À 20 h 45, des représentants du mouvement Jeunesse libre ont lu une déclaration dans laquelle ils formulent les trois revendications suivantes :

-The dissolution of the Palang Pracharat-led parliament which has failed to handle the Covid-19 situation;
-An end to harassment by the authorities of people who are exercising their freedom of expression;
-The replacement of the current constitution, which favors the regime, with a new one which is meant for the benefit of the people.

- La dissolution du parlement dirigé par le Palang Pracharat (พรรคพลังประชารัฐ, Parti du pouvoir de l’État du peuple) qui n’a pas réussi à gérer la situation sanitaire du Covid-19 ;
– La cessation du harcèlement des autorités envers le peuple, qui ne fait qu’exercer sa liberté d’expression ;
– Le remplacement de la constitution actuelle, qui penche en faveur du régime, par une nouvelle, orientée vers les intérêts du peuple.

Les représentants des mouvements de contestation ont également déclaré qu’ils accorderont au gouvernement deux semaines pour répondre à leurs revendications, sous peine de multiplier leurs actions.

Photo de nuit : le Monument de la Démocratie est éclairé et la foule est parsemée des lumières émises par les téléphones des manifestants. [1]

Les manifestants allument les lampes torches de leurs téléphones et éclairent le Monument de la Démocratie. Photo de Prachatai.

Le groupe étudiant Mouvement du printemps [6] s’est également joint à la manifestation, distribuant des affiches jaunes « personnes disparues » avec les photos et les noms des victimes de disparitions forcées, telles que Somchai Neelapaijit, Haji Sulong Tomina, Surachai Sae Dan, et Siam Theerawut.

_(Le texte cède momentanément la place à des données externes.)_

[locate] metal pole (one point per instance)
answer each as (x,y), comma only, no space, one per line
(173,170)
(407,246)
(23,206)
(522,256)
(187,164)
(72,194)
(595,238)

La manifestation principale a investi un quart du rond-point du Monument de la Démocratie, devant McDonald’s et l’école de Satriwithaya. Le nombre de participants est passé d'environ 500 au début de la manifestation à environ 2 000. Les hashtags #เยาวชนปลดแอก (#LibérezLaJeunesse) et #respectdemocracyTH (#RespectezLaDémocratieTH) étaient en tendance sur Twitter car ils étaient utilisés pour partager des informations sur la manifestation.

Vers 21 h 30, deux hommes ont été vus en train de traverser la foule en courant et d’essayer de démolir la tente des organisateurs, provoquant ainsi un mouvement de foule parmi les manifestants, avant que les agents de sécurité ne puissent contrôler la situation et faire sortir les deux hommes de la zone.

Les organisateurs avaient préalablement annoncé qu’ils resteraient au Monument de la Démocratie jusque dimanche 19 juillet à 8 heures du matin. Ils ont cependant décidé de mettre fin à la manifestation à minuit pour des raisons de sécurité.

Des membres du Mouvement du printemps ont le visage caché par des affiches jaunes sur lesquelles on voit le portrait et des informations sur une personne disparue. [1]

Les affiches jaunes « personnes disparues » distribuées par des membres du Mouvement du printemps. Photo et légende par Prachatai.